Machine Learning for Remote Sensing
Introduction
Machine learning (ML) is currently a buzzword in urban analytics. It is a process of automated model building that generates a predictive model that can reasonably explain not just the data that it is trained on, but generalised to other data from the same data generating process. Traditional models are rules that operate on data to produce and output. Machine learning approaches, on the other hand, usually take outputs and data to figure out the appropriate rules. While traditional models have to rely upon external justification for the rules, the promise of ML is that it discovers these rules empirically, without a theoretical basis for understanding the correlations among the different variables.One important thing to note about machine learning is that the models are restricted to the hypothesis space and the search is not among the arbitrary model specifications. For example, in machine learning, that is about logistic regression model, the features are restricted to enter the model in a linear fashion, where as in a decision tree, they behave non-linearly based on the partition. While this may be too esoteric for students who are starting out on understanding ML techniques, it is useful to temper the expectations regarding what kinds of models can we expect to be generated by the various algorithms. In other words, there is no guarantee that the ML model is the best
model that explains and predicts the observed data. Practical ML is as much an art as it is a science.
It might be beneficial to illustrate some of the salient points about ML though a practical example that interests planners.
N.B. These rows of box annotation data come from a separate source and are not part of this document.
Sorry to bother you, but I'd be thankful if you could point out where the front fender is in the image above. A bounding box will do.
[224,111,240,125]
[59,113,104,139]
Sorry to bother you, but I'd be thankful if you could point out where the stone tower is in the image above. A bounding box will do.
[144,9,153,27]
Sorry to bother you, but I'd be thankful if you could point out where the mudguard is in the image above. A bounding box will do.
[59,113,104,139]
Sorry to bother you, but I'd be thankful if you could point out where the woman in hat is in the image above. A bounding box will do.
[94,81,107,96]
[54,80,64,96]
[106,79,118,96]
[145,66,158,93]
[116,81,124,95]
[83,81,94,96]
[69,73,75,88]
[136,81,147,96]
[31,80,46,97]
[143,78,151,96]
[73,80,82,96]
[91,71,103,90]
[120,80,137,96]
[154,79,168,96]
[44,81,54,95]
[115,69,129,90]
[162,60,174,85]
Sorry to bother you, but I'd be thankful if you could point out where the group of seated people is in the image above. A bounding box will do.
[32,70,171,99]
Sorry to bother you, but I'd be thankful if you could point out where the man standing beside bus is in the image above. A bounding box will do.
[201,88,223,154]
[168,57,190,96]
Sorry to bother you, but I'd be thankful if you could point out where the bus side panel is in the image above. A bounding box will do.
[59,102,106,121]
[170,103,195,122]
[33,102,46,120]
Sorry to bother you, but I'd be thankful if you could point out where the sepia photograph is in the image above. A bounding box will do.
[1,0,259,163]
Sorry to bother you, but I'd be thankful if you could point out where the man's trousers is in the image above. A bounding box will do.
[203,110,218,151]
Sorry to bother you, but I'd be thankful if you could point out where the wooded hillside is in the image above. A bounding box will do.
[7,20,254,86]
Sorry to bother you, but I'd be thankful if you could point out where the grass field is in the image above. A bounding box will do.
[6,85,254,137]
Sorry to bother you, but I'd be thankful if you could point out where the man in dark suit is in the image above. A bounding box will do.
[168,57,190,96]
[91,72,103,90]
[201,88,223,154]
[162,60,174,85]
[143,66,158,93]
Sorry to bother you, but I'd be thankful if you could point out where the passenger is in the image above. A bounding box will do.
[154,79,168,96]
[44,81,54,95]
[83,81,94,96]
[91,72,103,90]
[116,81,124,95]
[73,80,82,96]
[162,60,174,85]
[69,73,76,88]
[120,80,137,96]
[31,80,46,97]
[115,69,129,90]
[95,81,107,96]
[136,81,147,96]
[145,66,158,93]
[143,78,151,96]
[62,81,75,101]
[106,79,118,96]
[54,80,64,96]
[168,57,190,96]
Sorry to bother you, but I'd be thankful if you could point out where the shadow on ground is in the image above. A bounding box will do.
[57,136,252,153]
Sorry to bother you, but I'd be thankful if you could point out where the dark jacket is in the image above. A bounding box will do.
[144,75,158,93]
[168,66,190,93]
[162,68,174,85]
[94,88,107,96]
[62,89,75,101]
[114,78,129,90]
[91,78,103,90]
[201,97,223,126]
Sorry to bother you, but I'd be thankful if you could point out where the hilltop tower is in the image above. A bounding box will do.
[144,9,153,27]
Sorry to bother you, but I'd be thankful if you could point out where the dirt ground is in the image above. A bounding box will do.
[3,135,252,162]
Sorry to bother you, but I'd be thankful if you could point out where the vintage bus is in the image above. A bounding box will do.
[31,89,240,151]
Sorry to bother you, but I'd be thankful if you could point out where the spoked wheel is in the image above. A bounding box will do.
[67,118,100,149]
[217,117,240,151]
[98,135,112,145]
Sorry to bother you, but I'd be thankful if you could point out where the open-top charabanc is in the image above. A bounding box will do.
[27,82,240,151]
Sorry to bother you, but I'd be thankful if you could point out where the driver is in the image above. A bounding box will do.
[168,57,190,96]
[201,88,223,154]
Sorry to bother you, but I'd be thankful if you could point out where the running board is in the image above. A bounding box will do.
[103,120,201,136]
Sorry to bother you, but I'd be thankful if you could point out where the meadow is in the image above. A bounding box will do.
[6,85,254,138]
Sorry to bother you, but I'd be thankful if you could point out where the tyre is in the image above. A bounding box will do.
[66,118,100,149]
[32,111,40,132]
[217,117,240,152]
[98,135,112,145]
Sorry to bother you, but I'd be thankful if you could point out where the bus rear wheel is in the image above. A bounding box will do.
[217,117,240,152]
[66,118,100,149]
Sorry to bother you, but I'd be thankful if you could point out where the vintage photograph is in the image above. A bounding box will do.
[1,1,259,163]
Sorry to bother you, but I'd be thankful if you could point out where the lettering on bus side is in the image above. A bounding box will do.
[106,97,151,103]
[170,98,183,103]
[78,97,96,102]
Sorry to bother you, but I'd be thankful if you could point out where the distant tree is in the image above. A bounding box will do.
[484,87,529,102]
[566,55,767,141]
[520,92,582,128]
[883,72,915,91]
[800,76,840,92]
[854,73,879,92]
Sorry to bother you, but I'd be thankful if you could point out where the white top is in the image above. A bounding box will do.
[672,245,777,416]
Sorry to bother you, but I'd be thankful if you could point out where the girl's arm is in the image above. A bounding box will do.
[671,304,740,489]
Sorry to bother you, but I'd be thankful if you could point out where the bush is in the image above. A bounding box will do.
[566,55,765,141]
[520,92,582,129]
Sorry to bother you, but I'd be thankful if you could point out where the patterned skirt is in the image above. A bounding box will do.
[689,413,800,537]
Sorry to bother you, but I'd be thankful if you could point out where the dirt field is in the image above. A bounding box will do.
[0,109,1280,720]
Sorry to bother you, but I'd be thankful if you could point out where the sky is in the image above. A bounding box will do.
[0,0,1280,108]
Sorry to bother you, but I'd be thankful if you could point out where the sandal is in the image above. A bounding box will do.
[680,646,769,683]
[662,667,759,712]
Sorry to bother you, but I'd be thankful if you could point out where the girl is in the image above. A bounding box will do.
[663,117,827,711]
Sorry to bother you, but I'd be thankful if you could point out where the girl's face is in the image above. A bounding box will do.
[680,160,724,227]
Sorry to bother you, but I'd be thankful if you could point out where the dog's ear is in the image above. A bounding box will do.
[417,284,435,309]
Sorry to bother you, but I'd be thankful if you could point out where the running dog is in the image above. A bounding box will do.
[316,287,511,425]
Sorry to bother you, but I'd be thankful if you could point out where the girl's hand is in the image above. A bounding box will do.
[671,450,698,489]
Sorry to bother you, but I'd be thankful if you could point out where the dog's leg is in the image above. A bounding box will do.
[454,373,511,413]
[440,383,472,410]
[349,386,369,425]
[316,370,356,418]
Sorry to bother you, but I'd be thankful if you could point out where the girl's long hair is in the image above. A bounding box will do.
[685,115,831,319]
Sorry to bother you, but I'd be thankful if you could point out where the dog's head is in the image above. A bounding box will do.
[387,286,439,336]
Identifying objects and land use classes from remotely sensed images of urban areas.
Stages of ML approach
There are 5 distinct stages of Machine Learning. Let’s focus on supervised learning, a subset of ML approaches. In supervised learning, target outcome is known for a vector of features and the dataset consists of a collection of the features and target. So for example, land use class is frequently the target (dependent variable) and the features (independent variables) are various bands, indices, textures, proximity etc.
Identifying appropriate data sources, especially labelled data. Wrangle, Clean and Assemble (Data Preprocessing)
Feature Engineering. Identify the right variable combinations from the independent variables.
Splitting the data into training, validation and holdout.
Iterating over the algorithm to fit best explain the training dataset. Use the validation data to tune the model.
Choosing the best model that does well (prediction) on the holdout dataset.
ML approaches are fundamentally iterative. I cannot emphasise this enough. While there are distinct steps in the approaches, because later stages crucially depend on earlier stages, all stages, except the last one, are iterative. We usually iterate to find better fitting algorithms to the data, which necessitates changes to feature engineering and selection as shown in the figure below.
In the following steps, for the sake of brevity, I do not demonstrate the iterative aspects of ML.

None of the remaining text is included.